Compressed natural gas (CNG) and liquefied petroleum gas (LPG) are both alternative fuels used in vehicles. Many people are unsure of the differences between the two, so here is a breakdown of CNG and LPG to help you make an informed decision about what fuel is best for you. CNG is a compressed gas made of mostly methane, while LPG is a liquid made of propane and butane. Both fuels are popular because they are clean-burning and relatively cheap. However, there are some key differences between CNG and LPG that you should know before making a choice.

What is CNG?

CNG is compressed natural gas. CNG is made by taking methane, the main component of natural gas, and compressing it to less than 1% of its original volume. CNG is used as a vehicle fuel and is typically compressor-dispensed at pressures of 24-36 psi. CNG volumes are measured in gasoline gallon equivalents or GGE. CNG has an expansion ratio of 270:1 when dispensing from the pressure in the tank to 14.7 psi, the pressure in automobile tires. CNG is odorless, colorless, and non-toxic except when exposed to sunlight for long periods of time when it will decompose and release carbon dioxide and water vapor. CNG emissions contain negligible quantities of sulfur dioxide, lead, particulates, and benzene making CNG one of the cleanest burning fuels available. CNG combustion produces fewer greenhouse gases than other fossil fuels. The use of CNG reduces tailpipe emissions by up to 30% compared to gasoline vehicles. CNG costs significantly less than gasoline or diesel fuel making it an economical transportation option as well.

What is LPG?

LPG, or liquefied petroleum gas, is a type of fuel that is derived from natural gas and crude oil. It is typically used for residential and commercial heating, cooking, and vehicular propulsion. LPG is a clean-burning and efficient fuel source that emits lower levels of greenhouse gases than other fossil fuels. LPG is typically stored in pressurized cylinders or tanks and must be handled with care due to its flammable nature. LPG can be used in a variety of applications, including cars, trucks, buses, boats, and RVs. It is also commonly used in home appliances such as stoves, ovens, water heaters, and clothes dryers. LPG is a versatile fuel that offers many benefits over traditional fossil fuels.

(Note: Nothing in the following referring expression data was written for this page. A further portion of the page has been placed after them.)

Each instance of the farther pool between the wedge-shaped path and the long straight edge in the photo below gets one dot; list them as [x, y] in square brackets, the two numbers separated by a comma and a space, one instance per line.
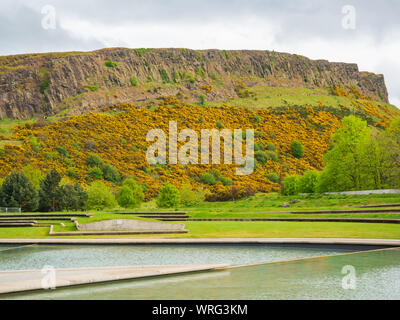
[63, 256]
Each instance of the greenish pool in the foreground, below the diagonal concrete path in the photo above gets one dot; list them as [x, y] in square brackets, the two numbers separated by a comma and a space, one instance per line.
[377, 277]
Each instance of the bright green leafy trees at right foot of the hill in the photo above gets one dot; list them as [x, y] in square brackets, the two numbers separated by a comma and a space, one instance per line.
[360, 158]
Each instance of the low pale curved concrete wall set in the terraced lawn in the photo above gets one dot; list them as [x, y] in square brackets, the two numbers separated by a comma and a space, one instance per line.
[130, 225]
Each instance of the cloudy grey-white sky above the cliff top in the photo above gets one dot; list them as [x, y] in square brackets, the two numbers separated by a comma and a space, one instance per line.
[365, 32]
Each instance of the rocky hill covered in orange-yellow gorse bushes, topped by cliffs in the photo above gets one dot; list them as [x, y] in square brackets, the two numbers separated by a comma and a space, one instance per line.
[58, 109]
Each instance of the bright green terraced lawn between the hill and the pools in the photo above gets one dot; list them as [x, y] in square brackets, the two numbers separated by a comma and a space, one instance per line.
[258, 203]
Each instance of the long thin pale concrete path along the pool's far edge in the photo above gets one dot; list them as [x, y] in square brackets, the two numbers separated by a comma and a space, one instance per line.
[330, 241]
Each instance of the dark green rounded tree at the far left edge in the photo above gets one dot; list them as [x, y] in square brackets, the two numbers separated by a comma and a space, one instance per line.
[18, 191]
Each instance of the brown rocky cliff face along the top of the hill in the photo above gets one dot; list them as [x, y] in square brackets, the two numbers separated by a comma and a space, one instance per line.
[48, 83]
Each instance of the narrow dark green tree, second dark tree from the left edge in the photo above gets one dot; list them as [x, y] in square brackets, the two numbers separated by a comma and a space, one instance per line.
[49, 192]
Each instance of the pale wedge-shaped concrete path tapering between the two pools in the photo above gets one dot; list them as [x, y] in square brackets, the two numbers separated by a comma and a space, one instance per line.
[26, 280]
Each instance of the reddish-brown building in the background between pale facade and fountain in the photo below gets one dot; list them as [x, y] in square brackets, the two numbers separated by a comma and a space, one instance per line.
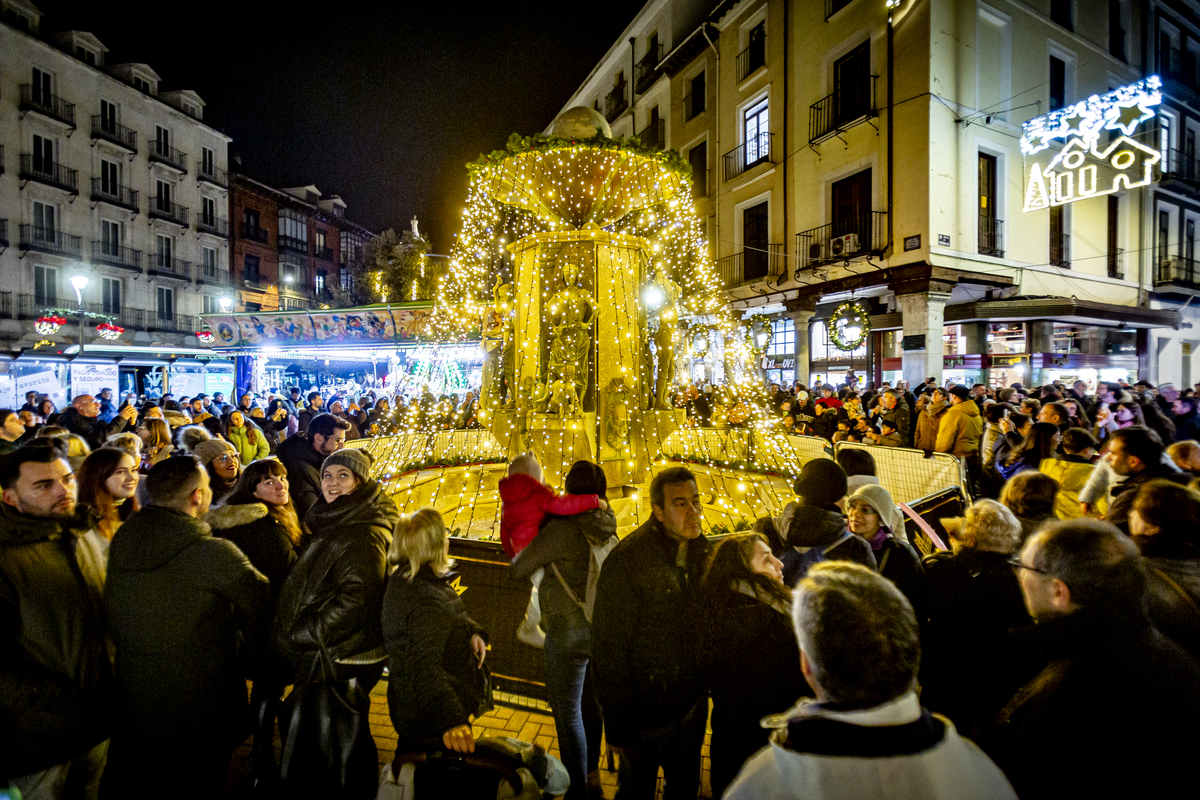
[292, 249]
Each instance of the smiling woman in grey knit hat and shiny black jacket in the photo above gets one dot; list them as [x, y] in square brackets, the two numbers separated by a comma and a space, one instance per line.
[328, 625]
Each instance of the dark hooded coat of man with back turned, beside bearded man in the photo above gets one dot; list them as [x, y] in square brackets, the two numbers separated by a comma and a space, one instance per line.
[182, 605]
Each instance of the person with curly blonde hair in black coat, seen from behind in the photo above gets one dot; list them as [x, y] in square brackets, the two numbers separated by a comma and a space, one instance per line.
[971, 661]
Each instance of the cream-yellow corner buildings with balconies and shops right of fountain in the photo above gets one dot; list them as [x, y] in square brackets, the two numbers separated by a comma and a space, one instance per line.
[869, 152]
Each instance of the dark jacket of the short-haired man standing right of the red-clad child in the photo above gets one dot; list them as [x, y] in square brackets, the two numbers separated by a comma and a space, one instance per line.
[643, 646]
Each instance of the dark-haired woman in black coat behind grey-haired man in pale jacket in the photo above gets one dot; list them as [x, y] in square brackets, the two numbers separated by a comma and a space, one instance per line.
[748, 651]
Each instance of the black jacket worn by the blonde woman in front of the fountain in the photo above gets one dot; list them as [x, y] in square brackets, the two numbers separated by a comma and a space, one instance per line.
[434, 677]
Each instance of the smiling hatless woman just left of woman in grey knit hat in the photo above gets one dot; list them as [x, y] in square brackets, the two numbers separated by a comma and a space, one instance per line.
[260, 519]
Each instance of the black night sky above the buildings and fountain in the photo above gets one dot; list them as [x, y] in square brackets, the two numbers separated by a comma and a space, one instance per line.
[382, 105]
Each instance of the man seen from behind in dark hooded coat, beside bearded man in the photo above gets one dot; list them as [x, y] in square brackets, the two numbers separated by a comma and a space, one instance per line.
[181, 604]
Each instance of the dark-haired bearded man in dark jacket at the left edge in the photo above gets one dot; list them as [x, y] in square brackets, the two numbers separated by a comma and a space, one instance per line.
[56, 677]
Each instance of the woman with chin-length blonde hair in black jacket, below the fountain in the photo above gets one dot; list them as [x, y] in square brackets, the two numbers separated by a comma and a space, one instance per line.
[435, 651]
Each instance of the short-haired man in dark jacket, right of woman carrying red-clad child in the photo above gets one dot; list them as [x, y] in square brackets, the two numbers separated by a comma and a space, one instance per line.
[650, 689]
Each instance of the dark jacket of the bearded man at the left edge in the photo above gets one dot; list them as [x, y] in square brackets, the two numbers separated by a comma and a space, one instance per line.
[56, 678]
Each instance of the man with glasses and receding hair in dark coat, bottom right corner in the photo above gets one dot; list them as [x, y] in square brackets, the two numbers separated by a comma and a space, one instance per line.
[1084, 584]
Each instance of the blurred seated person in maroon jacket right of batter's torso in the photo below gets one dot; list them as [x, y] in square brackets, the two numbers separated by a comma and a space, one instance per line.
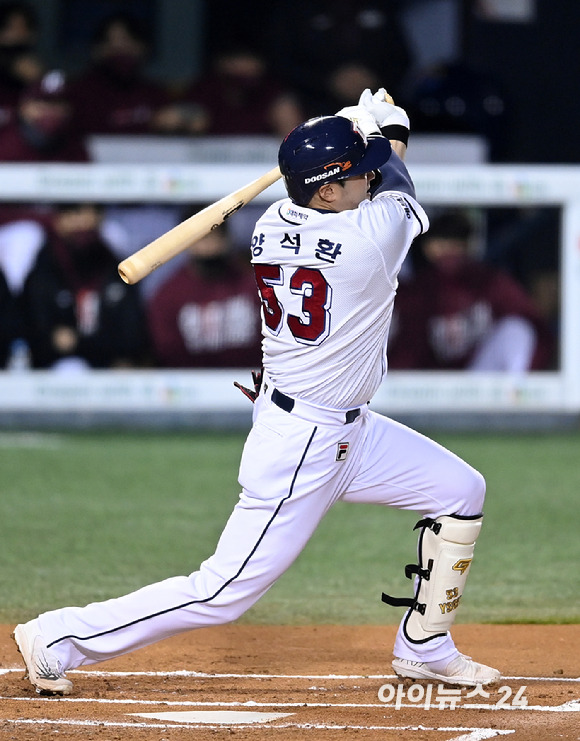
[459, 313]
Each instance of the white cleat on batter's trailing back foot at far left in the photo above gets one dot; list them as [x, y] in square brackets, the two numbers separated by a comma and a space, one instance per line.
[44, 670]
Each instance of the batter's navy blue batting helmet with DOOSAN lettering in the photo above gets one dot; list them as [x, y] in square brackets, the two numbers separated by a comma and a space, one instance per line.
[324, 150]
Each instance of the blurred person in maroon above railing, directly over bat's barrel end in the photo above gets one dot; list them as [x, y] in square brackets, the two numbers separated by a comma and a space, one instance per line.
[114, 96]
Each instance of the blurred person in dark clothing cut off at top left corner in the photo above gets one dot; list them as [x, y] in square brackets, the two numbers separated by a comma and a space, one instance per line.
[19, 64]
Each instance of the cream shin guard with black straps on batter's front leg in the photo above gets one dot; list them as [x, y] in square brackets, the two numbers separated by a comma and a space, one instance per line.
[445, 552]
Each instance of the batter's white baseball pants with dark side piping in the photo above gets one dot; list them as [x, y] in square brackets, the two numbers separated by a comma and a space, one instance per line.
[292, 471]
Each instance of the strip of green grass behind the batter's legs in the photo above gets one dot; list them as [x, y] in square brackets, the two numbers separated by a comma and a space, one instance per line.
[89, 516]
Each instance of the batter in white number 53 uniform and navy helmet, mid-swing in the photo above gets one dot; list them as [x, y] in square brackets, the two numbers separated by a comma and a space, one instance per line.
[326, 261]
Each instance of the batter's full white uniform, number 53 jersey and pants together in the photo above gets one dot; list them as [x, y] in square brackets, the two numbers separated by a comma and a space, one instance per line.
[327, 282]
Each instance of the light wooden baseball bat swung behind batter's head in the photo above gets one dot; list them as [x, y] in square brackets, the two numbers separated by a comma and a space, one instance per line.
[143, 262]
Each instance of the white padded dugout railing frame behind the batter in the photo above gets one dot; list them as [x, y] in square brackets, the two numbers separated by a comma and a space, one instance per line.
[195, 398]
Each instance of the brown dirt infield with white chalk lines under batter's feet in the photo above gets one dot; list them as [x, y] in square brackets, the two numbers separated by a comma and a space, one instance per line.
[321, 682]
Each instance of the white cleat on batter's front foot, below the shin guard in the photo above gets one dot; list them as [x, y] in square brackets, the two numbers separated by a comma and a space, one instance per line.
[461, 671]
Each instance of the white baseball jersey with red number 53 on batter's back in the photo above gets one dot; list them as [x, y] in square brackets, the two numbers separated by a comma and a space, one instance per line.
[327, 282]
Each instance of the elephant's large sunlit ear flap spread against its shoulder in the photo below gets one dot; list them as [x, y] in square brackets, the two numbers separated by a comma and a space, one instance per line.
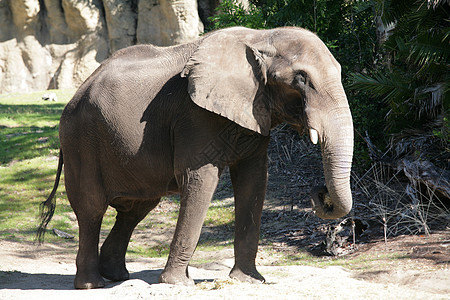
[224, 77]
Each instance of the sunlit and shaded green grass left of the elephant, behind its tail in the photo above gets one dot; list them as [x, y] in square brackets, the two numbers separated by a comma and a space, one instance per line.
[28, 160]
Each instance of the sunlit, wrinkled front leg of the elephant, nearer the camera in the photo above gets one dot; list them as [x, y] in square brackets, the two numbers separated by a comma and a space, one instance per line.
[197, 189]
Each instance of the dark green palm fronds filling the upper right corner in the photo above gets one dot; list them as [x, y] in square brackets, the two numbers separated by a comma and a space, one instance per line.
[412, 78]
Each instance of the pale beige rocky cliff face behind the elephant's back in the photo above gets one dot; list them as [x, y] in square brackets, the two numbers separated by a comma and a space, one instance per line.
[59, 43]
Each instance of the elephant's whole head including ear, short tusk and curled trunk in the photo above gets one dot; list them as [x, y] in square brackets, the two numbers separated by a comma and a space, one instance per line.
[261, 78]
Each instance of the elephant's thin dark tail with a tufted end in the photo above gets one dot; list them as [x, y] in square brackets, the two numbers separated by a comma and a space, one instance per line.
[47, 208]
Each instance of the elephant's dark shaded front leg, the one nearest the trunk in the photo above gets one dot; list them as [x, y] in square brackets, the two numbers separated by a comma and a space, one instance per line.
[249, 178]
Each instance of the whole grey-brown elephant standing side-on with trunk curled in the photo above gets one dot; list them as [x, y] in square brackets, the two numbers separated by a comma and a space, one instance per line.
[154, 121]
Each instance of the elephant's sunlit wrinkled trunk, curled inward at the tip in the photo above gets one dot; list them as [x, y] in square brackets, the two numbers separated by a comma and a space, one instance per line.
[335, 200]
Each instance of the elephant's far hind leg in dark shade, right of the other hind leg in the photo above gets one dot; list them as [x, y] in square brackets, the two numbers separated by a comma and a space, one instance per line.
[112, 253]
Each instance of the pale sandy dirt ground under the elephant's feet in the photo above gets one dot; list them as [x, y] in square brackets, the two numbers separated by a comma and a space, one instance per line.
[30, 271]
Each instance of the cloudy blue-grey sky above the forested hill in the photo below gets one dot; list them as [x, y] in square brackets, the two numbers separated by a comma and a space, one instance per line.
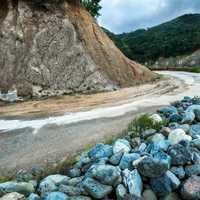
[127, 15]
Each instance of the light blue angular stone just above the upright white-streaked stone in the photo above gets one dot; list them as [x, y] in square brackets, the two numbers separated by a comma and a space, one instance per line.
[127, 160]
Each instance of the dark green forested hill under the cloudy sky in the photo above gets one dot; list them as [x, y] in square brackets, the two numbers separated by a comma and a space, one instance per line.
[178, 37]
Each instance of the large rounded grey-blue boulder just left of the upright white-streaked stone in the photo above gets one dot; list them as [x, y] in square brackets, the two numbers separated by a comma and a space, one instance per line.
[107, 174]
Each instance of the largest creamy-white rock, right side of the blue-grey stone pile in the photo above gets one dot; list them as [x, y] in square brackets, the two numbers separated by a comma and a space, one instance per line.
[177, 135]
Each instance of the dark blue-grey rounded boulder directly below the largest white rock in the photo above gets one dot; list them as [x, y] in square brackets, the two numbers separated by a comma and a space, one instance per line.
[180, 155]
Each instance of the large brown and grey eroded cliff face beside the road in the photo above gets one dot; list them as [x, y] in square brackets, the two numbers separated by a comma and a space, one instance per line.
[55, 47]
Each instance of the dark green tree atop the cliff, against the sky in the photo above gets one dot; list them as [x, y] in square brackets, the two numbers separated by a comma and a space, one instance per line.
[93, 6]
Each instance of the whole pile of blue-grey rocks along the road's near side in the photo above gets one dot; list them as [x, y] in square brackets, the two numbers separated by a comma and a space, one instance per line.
[162, 164]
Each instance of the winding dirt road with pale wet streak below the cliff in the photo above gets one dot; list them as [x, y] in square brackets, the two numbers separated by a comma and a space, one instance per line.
[40, 132]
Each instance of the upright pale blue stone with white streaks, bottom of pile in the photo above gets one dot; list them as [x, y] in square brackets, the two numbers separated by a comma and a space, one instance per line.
[134, 183]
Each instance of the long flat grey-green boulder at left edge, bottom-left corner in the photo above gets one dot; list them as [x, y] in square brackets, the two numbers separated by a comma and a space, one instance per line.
[22, 188]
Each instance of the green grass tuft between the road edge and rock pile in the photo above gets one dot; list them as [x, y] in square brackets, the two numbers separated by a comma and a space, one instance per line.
[142, 123]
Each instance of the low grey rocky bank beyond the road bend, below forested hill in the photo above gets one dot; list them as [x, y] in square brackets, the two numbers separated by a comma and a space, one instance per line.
[192, 60]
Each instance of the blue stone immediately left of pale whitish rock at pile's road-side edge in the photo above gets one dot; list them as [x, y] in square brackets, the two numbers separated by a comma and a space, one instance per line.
[101, 151]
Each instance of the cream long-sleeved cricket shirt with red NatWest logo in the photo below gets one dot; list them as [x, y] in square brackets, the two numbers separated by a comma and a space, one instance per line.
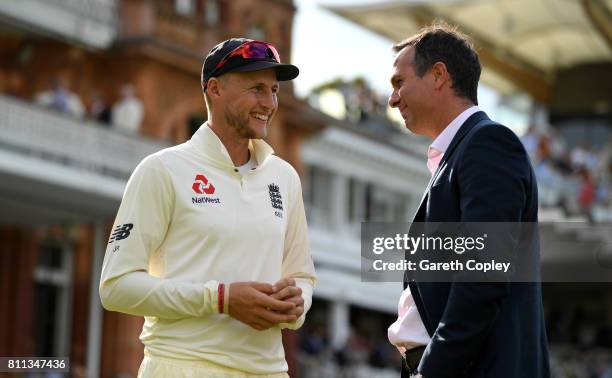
[189, 220]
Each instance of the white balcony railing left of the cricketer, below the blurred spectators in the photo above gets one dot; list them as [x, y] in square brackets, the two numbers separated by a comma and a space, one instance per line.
[82, 144]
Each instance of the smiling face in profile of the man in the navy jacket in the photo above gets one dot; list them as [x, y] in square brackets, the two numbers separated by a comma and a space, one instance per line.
[412, 95]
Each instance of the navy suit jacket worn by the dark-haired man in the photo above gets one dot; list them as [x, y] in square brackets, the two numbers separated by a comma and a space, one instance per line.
[482, 330]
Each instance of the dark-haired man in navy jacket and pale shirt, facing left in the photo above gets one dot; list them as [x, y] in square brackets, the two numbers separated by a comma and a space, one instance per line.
[480, 173]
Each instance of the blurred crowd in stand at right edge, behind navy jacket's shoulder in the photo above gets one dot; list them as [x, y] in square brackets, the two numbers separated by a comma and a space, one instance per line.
[577, 178]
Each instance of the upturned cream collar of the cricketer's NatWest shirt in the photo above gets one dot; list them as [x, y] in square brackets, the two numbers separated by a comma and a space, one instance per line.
[208, 143]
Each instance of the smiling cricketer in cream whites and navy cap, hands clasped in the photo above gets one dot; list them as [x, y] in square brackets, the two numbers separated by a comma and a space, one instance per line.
[210, 242]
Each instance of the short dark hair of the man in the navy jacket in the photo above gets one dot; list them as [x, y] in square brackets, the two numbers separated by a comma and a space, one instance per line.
[443, 43]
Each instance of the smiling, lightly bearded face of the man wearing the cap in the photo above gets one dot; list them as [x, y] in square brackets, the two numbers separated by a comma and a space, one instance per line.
[249, 102]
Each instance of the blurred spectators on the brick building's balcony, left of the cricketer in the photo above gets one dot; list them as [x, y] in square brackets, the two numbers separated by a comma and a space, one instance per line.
[125, 114]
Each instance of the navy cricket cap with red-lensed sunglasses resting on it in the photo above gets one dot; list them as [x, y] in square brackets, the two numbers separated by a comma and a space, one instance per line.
[244, 55]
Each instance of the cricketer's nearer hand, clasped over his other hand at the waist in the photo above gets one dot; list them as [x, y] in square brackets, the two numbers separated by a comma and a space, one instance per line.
[252, 304]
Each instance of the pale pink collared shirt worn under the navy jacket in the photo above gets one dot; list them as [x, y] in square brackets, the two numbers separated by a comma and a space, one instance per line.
[408, 331]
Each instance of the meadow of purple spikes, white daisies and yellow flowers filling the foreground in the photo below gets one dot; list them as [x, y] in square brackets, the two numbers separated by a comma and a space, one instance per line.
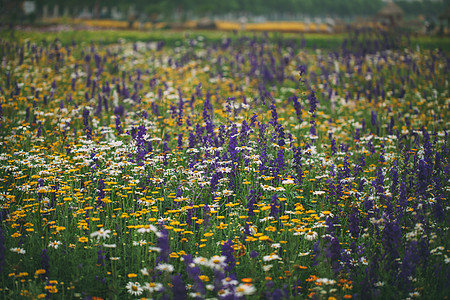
[249, 167]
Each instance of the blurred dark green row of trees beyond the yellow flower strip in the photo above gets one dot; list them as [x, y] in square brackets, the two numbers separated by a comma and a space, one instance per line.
[168, 8]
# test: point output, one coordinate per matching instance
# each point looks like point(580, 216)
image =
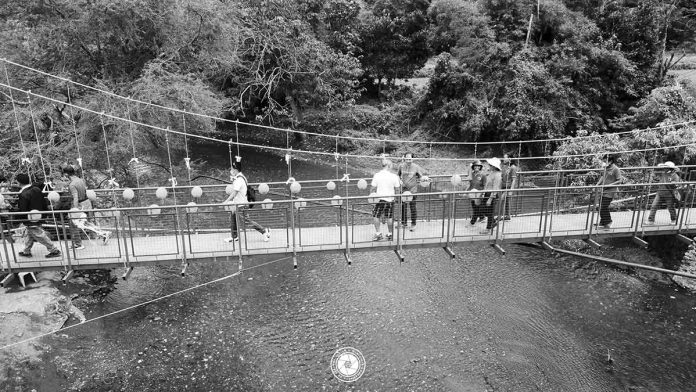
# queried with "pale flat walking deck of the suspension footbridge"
point(127, 250)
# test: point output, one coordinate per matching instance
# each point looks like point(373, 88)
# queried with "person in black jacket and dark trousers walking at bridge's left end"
point(31, 198)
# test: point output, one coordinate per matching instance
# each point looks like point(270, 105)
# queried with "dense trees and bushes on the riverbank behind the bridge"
point(497, 70)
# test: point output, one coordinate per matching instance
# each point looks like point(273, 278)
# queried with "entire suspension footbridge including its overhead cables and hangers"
point(187, 224)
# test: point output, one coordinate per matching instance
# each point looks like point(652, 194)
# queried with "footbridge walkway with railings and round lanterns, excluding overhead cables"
point(175, 231)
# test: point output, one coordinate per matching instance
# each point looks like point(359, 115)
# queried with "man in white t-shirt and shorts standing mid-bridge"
point(384, 186)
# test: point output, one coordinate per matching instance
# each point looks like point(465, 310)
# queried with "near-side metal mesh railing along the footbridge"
point(168, 232)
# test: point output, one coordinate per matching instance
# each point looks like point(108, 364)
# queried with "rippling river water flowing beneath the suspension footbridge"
point(526, 321)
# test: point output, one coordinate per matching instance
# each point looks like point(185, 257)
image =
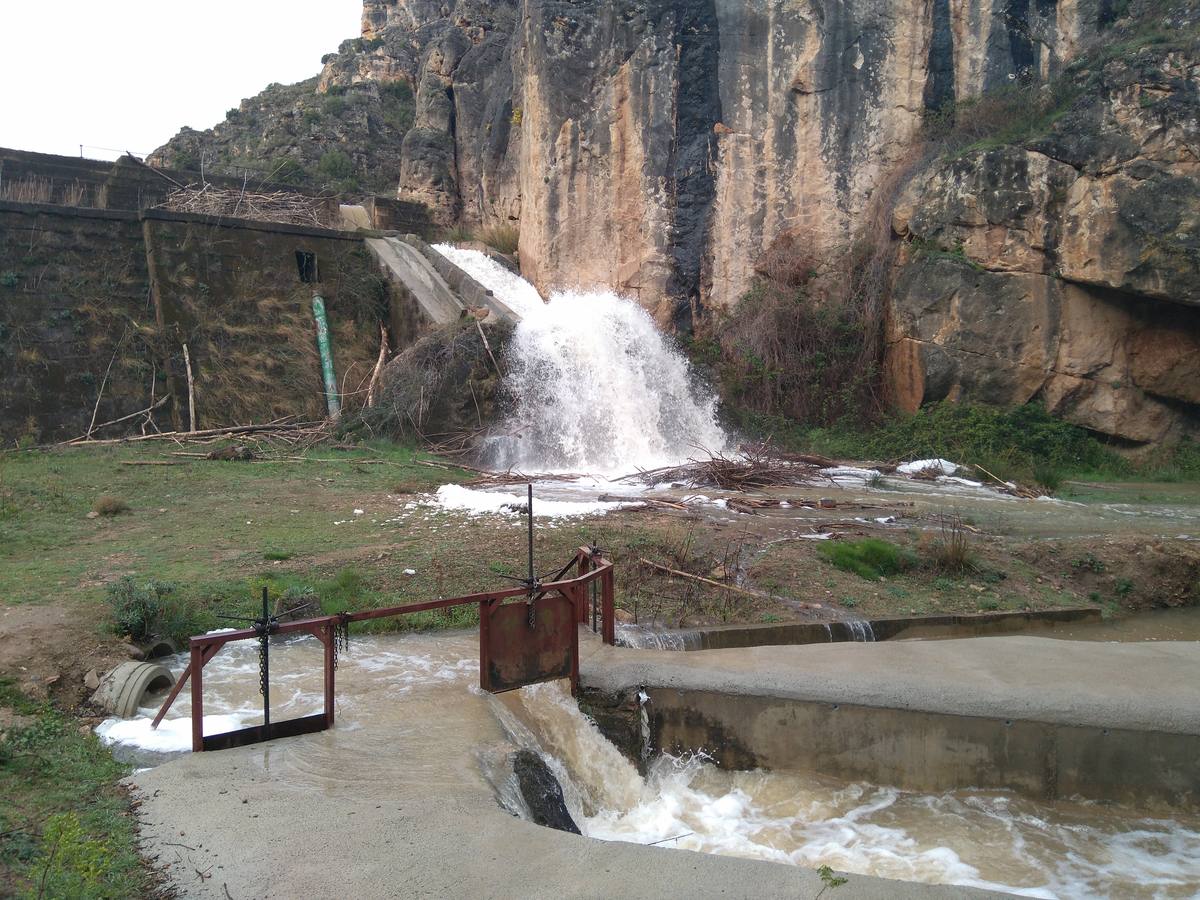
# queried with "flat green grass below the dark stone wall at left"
point(199, 526)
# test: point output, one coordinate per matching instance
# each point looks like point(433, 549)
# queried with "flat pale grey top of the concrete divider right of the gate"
point(1126, 686)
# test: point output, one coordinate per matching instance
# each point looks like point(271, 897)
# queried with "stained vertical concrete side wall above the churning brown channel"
point(928, 752)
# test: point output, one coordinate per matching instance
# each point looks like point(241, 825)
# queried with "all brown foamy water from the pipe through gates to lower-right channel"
point(393, 687)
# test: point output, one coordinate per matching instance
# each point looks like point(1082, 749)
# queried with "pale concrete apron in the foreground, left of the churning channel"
point(400, 808)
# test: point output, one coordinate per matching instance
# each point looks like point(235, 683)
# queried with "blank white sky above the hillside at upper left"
point(129, 75)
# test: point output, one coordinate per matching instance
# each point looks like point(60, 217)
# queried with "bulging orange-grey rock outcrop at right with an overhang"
point(1066, 269)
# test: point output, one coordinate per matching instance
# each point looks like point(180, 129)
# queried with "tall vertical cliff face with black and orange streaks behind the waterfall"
point(658, 147)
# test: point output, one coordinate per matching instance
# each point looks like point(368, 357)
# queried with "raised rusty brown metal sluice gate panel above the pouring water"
point(515, 653)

Difference between CNG and LPG

CNG and LPG are both types of gaseous fuels that can be used for powering vehicles. CNG is typically made from natural gas, while LPG is derived from petroleum. Both CNG and LPG have a number of advantages as automotive fuels, including a lower emissions profile than gasoline and diesel. CNG is also less flammable than gasoline, making it a safer fuel to use in vehicles. However, CNG can be more difficult to store and transport than LPG, due to its higher pressures. CNG is also less energy-dense than LPG, meaning that a vehicle will typically have a shorter range when running on CNG than on LPG. As a result, CNG is often used as a supplement to gasoline or diesel, rather than as a sole fuel source. Overall, both CNG and LPG offer distinct advantages as automotive fuels, and the best option for a particular vehicle will depend on the specific application.


LPG is a fuel that burns cleaner than gasoline and emits fewer pollutants into the air. It is also cheaper than CNG, making it a more popular choice for consumers. While CNG may be better for the environment, LPG is still a viable option for those looking to reduce their carbon footprint.